Default local path assumed by the scripts: <project_dir>/coco2017/. Override with --data_root.

5. Karpathy split (optional, for paper-comparable metrics)

To use the standard Karpathy train/val/test split (~113k train, 5k val, 5k test), you need a Karpathy-style JSON (e.g. dataset_coco.json from coco-caption or similar). The file can be under a root key with images and each image having split (train/restval/val/test) and cocoid (or id/filename). Place the file where the script can read it and pass --karpathy_split <path>.

Usage

Training from scratch

Local (default paths: ./coco2017, ./checkpoints):

python train_captioning_model.py

With Karpathy split:

python train_captioning_model.py --karpathy --karpathy_split /path/to/dataset_coco.json

Options: --data_root, --save_dir, --epochs, --lr, --batch_size, --small (smaller model), --dummy (dummy data). See python train_captioning_model.py --help.

Training on Kaggle

Use GPU and add the COCO 2017 dataset (and optionally a Karpathy split dataset). Then:

pip install -q transformers
python train_captioning_model.py --kaggle --data_root /kaggle/input/coco-2017-dataset/coco2017

With Karpathy split:

python train_captioning_model.py --kaggle --data_root /kaggle/input/coco-2017-dataset/coco2017 --karpathy --karpathy_split /kaggle/input/karpathy-split/dataset_coco.json

See KAGGLE.md for more Kaggle-specific notes.

Resuming training

Resume from a saved checkpoint (e.g. after initial training or to fine-tune the CNN):

python resume_training.py --checkpoint checkpoints/best_model.pt --data_root ./coco2017

Fine-tune the CNN backbone (unfreeze):

python resume_training.py --checkpoint checkpoints/best_model.pt --unfreeze_cnn --lr 3e-5 --dropout 0.2

With Karpathy split and augmentation (recommended when unfreezing):

python resume_training.py --checkpoint checkpoints/best_model.pt --data_root ./coco2017 --karpathy --karpathy_split /path/to/dataset_coco.json --unfreeze_cnn --lr 5e-5 --dropout 0.2

Resume uses image augmentation for the Karpathy training set (random resized crop, horizontal flip, small rotation). Override dropout with --dropout 0.2 (or other value) if desired.

Evaluation

COCO 2017 validation set:

python evaluate_captioning.py --checkpoint checkpoints/best_model.pt --data_root ./coco2017

Karpathy test split (for paper comparison):

python evaluate_captioning.py --checkpoint checkpoints/best_model.pt --data_root ./coco2017 --karpathy --karpathy_split /path/to/dataset_coco.json

Options: --beam_width, --max_length, --max_samples. Requires nltk (BLEU-4); install pycocoevalcap for CIDEr.

Inference (single image)

python inference.py --checkpoint checkpoints/best_model.pt --image path/to/image.jpg

Web API (FastAPI)

Serve the model over HTTP (e.g. for the React caption app):

uvicorn app:app --reload --host 0.0.0.0 --port 8000

The API expects a base64-encoded image and returns a generated caption. The app loads the checkpoint from checkpoints/best_model.pt by default (edit CHECKPOINT_PATH in app.py if needed).

Request fields:

  • image_base64 (required): data URL style base64 image string, e.g. data:image/jpeg;base64,...
  • caption_mode (optional): controls decoding strategy
    • consistent: beam search (beam_width=5, max_length=16)
    • safe_diverse: stochastic decoding (max_length=16, temperature=0.55, top_k=20)
    • balanced_diverse: stochastic decoding (max_length=18, temperature=0.8, top_k=40)
    • creative_diverse: stochastic decoding (max_length=22, temperature=1.05, top_k=80)

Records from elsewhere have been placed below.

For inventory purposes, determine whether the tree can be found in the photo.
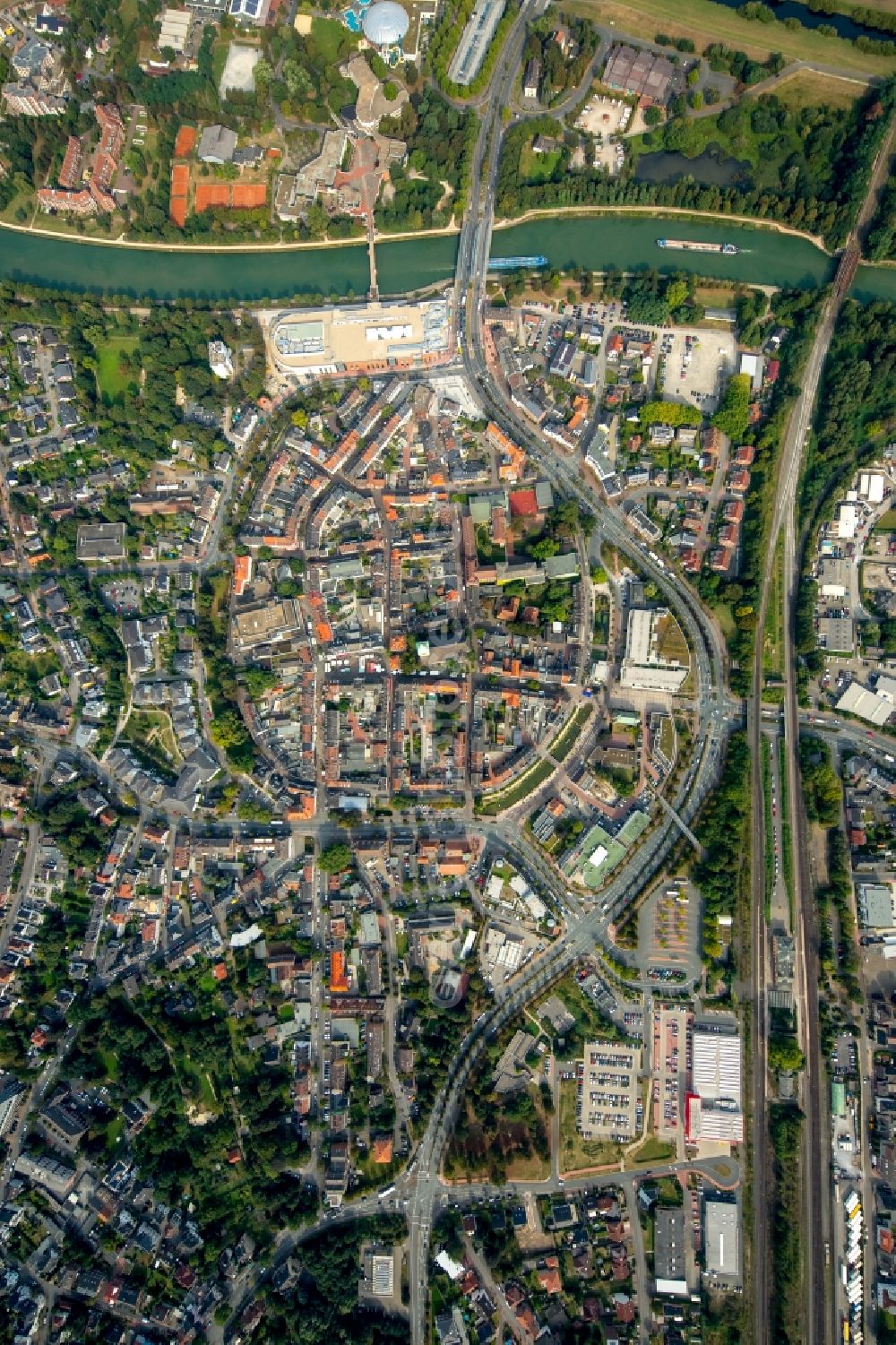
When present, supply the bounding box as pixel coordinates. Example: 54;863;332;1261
768;1033;806;1074
713;374;751;443
209;711;249;751
317;841;351;873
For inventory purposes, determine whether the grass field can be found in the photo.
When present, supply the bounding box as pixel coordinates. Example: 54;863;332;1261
475;759;557;816
520;145;563;182
657;616;690;664
97;336;137;401
628;1135;676;1168
550;705;593;762
121;711;180;765
748;70;867;112
311;19;349;66
568;0;896;75
713;602;737;640
560;1079;622;1173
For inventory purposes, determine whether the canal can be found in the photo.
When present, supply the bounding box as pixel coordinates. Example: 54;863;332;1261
0;215;896;303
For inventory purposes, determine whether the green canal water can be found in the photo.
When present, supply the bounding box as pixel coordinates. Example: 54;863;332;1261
0;215;896;303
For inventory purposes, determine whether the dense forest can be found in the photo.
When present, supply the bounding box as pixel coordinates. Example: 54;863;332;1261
698;289;823;695
375;89;477;230
867;177;896;261
253;1214;409;1345
496;80;896;247
800;300;896;516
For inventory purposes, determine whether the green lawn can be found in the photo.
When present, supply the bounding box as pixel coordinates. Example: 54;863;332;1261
97;336;140;401
520;145;563;182
630;1135;676;1166
550;703;593;762
311;19;351;66
568;0;896;74
746;70;867;112
475;759;556;816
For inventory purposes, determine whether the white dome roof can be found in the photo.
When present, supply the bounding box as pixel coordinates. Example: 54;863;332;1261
362;0;410;47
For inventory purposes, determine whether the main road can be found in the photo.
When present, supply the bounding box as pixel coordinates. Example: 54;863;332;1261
408;13;740;1345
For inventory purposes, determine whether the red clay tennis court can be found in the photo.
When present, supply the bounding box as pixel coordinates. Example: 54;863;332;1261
171;164;190;196
196;182;230;214
230;182;268;210
175;126;196;159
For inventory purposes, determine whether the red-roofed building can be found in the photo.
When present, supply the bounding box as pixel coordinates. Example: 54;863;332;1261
507;489;538;518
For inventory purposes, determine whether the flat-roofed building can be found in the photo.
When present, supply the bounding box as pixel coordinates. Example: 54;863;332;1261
703;1195;741;1287
856;883;896;929
654;1205;687;1298
370;1254;395;1298
268;298;451;381
579;1041;641;1143
837;682;893;728
233;599;303;651
692;1028;741;1107
159;10;193;56
274;131;349;220
448;0;506;85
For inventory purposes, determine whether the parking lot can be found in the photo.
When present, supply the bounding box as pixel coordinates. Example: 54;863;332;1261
638;881;700;983
663;327;737;416
651;1004;692;1157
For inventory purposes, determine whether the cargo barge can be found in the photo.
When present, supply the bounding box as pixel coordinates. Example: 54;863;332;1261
657;238;740;257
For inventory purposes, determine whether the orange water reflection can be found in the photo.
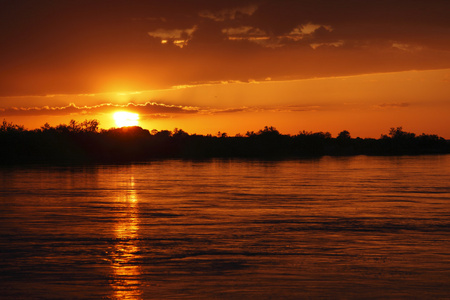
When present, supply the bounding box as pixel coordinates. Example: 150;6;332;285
112;177;142;299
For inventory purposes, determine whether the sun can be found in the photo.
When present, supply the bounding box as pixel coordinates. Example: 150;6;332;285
113;111;139;127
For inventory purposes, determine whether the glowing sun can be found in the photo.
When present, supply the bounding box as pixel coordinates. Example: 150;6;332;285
113;111;139;127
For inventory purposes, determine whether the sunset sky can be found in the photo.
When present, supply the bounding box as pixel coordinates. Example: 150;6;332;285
0;0;450;139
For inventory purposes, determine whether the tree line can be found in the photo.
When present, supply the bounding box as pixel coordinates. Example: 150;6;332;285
0;120;450;164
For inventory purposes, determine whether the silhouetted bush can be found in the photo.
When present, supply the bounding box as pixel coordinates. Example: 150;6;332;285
0;120;450;164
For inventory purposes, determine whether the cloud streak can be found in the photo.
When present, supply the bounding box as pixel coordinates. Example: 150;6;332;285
0;0;450;96
0;102;199;118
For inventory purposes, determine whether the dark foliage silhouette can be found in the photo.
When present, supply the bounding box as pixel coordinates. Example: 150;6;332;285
0;120;450;164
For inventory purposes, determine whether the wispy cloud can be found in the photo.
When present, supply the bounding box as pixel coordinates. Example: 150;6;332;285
0;102;199;118
375;102;411;108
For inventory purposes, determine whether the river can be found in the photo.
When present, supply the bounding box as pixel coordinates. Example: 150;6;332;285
0;155;450;299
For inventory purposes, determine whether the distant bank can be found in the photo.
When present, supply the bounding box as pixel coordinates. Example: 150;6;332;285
0;120;450;165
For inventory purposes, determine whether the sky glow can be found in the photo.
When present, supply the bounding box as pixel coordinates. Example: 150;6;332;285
0;0;450;138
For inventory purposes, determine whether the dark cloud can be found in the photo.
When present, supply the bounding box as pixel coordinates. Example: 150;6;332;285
0;102;199;117
0;0;450;96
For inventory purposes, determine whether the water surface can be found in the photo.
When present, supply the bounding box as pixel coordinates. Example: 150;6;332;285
0;155;450;299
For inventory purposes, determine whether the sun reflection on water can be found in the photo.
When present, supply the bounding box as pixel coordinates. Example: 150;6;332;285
112;177;142;299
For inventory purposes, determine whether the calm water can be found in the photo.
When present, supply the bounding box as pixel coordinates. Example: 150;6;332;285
0;155;450;299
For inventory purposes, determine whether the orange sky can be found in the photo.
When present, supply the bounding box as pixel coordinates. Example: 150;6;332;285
0;0;450;138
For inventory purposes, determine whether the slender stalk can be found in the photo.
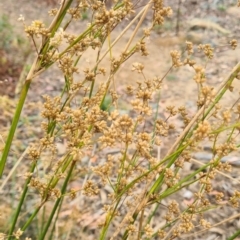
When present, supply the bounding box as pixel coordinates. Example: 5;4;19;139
8;162;37;240
39;161;76;240
0;81;31;178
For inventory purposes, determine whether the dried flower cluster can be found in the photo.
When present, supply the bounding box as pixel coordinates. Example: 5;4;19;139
1;0;240;239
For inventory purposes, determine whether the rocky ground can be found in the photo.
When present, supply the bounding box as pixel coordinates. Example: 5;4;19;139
0;0;240;240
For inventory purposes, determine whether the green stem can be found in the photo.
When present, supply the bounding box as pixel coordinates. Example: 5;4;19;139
0;81;31;178
8;162;37;240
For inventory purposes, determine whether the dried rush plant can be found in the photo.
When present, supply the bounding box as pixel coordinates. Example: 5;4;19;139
0;0;240;240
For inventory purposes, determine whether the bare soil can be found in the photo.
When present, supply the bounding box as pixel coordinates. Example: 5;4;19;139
0;0;240;240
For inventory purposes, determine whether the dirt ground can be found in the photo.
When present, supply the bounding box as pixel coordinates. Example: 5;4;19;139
0;0;240;240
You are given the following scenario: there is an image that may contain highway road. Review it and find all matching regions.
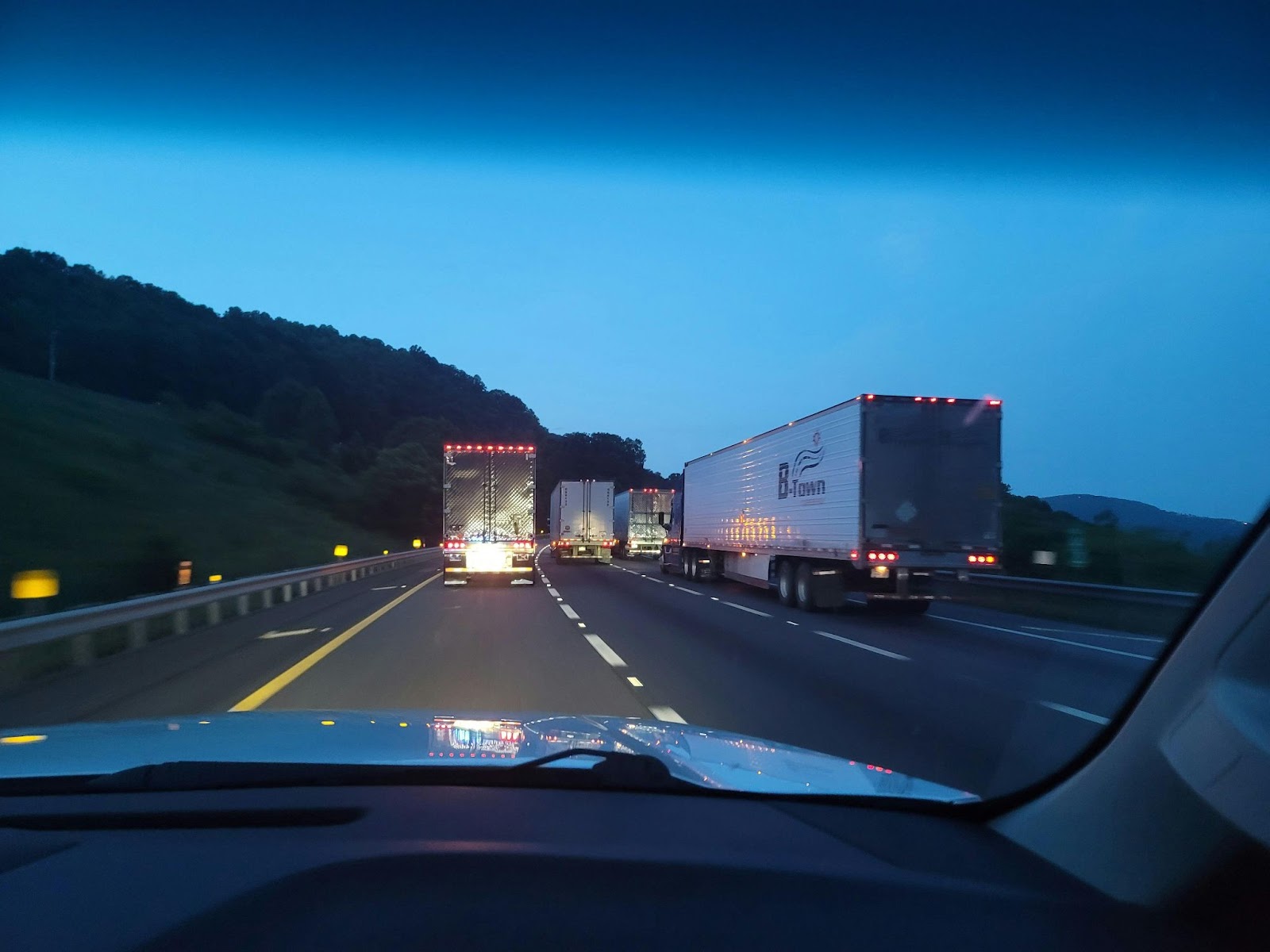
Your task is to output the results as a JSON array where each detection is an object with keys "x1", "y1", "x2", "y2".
[{"x1": 0, "y1": 550, "x2": 1164, "y2": 796}]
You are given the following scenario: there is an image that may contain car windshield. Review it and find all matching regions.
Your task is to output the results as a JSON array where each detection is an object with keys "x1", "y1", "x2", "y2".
[{"x1": 0, "y1": 0, "x2": 1270, "y2": 804}]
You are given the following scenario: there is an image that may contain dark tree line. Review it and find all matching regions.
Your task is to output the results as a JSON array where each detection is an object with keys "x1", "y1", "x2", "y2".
[{"x1": 0, "y1": 249, "x2": 665, "y2": 538}]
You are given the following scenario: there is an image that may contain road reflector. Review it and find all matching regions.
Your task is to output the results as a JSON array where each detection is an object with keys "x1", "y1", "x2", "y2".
[{"x1": 9, "y1": 569, "x2": 59, "y2": 598}]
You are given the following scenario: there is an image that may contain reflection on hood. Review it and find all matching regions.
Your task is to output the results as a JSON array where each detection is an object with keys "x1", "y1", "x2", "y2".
[{"x1": 0, "y1": 711, "x2": 976, "y2": 802}]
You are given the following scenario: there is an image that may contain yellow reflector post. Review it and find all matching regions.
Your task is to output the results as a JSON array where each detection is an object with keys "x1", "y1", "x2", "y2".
[{"x1": 9, "y1": 569, "x2": 59, "y2": 598}]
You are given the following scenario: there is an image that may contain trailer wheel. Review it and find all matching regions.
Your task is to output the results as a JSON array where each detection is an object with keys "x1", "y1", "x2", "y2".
[
  {"x1": 794, "y1": 562, "x2": 819, "y2": 612},
  {"x1": 776, "y1": 559, "x2": 795, "y2": 605}
]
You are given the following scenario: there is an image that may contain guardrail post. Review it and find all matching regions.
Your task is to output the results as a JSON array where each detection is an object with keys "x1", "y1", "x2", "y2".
[
  {"x1": 129, "y1": 618, "x2": 148, "y2": 651},
  {"x1": 71, "y1": 631, "x2": 97, "y2": 668}
]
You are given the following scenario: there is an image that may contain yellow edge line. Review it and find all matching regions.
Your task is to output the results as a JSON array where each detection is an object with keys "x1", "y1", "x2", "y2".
[{"x1": 230, "y1": 574, "x2": 441, "y2": 711}]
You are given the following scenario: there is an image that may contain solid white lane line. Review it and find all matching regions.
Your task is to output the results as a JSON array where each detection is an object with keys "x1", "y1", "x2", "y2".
[
  {"x1": 1037, "y1": 701, "x2": 1111, "y2": 724},
  {"x1": 259, "y1": 628, "x2": 316, "y2": 641},
  {"x1": 724, "y1": 601, "x2": 772, "y2": 618},
  {"x1": 1018, "y1": 624, "x2": 1164, "y2": 643},
  {"x1": 817, "y1": 631, "x2": 912, "y2": 662},
  {"x1": 582, "y1": 635, "x2": 626, "y2": 668},
  {"x1": 931, "y1": 614, "x2": 1156, "y2": 662}
]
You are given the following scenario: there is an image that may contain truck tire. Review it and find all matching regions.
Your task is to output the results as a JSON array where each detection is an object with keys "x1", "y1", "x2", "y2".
[
  {"x1": 794, "y1": 562, "x2": 819, "y2": 612},
  {"x1": 776, "y1": 559, "x2": 795, "y2": 605}
]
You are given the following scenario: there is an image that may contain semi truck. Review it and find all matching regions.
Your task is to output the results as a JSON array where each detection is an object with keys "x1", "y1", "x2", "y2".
[
  {"x1": 441, "y1": 443, "x2": 537, "y2": 585},
  {"x1": 660, "y1": 393, "x2": 1002, "y2": 613},
  {"x1": 614, "y1": 489, "x2": 675, "y2": 559},
  {"x1": 551, "y1": 480, "x2": 618, "y2": 562}
]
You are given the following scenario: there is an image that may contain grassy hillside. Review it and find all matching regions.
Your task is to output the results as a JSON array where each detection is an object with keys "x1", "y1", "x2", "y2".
[{"x1": 0, "y1": 370, "x2": 396, "y2": 617}]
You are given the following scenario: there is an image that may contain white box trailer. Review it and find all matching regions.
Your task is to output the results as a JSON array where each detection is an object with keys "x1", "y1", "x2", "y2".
[
  {"x1": 551, "y1": 480, "x2": 616, "y2": 562},
  {"x1": 662, "y1": 393, "x2": 1001, "y2": 612},
  {"x1": 441, "y1": 443, "x2": 537, "y2": 585},
  {"x1": 614, "y1": 489, "x2": 675, "y2": 559}
]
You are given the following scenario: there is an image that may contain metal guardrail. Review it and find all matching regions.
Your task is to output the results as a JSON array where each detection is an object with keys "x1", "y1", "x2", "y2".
[
  {"x1": 961, "y1": 573, "x2": 1200, "y2": 608},
  {"x1": 0, "y1": 547, "x2": 437, "y2": 666}
]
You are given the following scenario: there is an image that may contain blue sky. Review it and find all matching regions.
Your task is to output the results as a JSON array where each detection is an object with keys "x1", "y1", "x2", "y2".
[{"x1": 0, "y1": 2, "x2": 1270, "y2": 519}]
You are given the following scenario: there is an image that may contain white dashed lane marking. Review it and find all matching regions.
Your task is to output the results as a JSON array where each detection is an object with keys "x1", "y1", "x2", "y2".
[
  {"x1": 724, "y1": 601, "x2": 772, "y2": 618},
  {"x1": 583, "y1": 635, "x2": 626, "y2": 668},
  {"x1": 817, "y1": 631, "x2": 910, "y2": 662}
]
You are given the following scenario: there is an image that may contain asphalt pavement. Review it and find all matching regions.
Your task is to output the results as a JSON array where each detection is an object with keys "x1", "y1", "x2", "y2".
[{"x1": 0, "y1": 548, "x2": 1164, "y2": 796}]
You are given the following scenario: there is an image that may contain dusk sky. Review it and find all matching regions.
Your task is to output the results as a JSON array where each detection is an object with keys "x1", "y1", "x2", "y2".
[{"x1": 0, "y1": 4, "x2": 1270, "y2": 519}]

If caption_mode is omitted, the default is consistent.

Example request:

curl -X POST http://localhost:8000/caption \
  -H "Content-Type: application/json" \
  -d '{
    "image_base64": "data:image/jpeg;base64,...",
    "caption_mode": "balanced_diverse"
  }'

React caption app (optional)

If you have the caption-app frontend:

cd caption-app && npm install && npm start

Point the app at the backend URL (Go proxy at http://localhost:8080, which forwards to FastAPI by default).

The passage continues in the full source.